Ahoy, mateys. Welcome aboard the airtight entrepreneurial vessel that is Jim McTague’s version of
My guess is that the decline of union membership in the private sector, from about 35% of workers in 1954 to 8% today, according to Epstein's numbers, owes more to a hearty embrace of entrepreneurship than to union-bashing: Most of us are buccaneers at heart. Who wouldn't want to work for relative peanuts and stock options for a visionary like Bill Gates, instead of for a steady paycheck and predictable, small-percentage annual pay increase at the local electric utility?
Yes, who indeed? It’s unclear who McTague is insulting more: working Americans with families, struggling to be responsible providers; entrepreneurs who demand more than just “relative peanuts"; or old-time buccaneers, who were in it for the adventure, sure—but mostly for the treasure and blood.

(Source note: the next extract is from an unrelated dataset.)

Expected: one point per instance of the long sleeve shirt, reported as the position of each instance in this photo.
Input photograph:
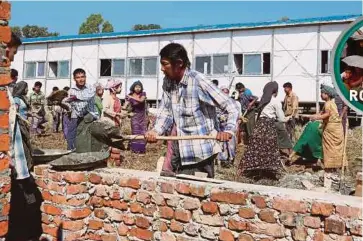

But after you stop laughing, you kind of have to wonder—is this how the business world really sees workers? As some kind of adventurer just working for the sheer fun of it, with no need for hard currency? Do they think workers who want those “predictable” jobs are lazy or unimaginative?
Or is McTague inadvertantly revealing more than he means to about the kind of workers who have, until recently, been most celebrated in today's corporate America: the ones who acted like pirates and stole the hard-earned savings of honest Americans? Should we all be Bernie Madoffs? But of course, Bernie wasn't exactly adventuring for peanuts, either.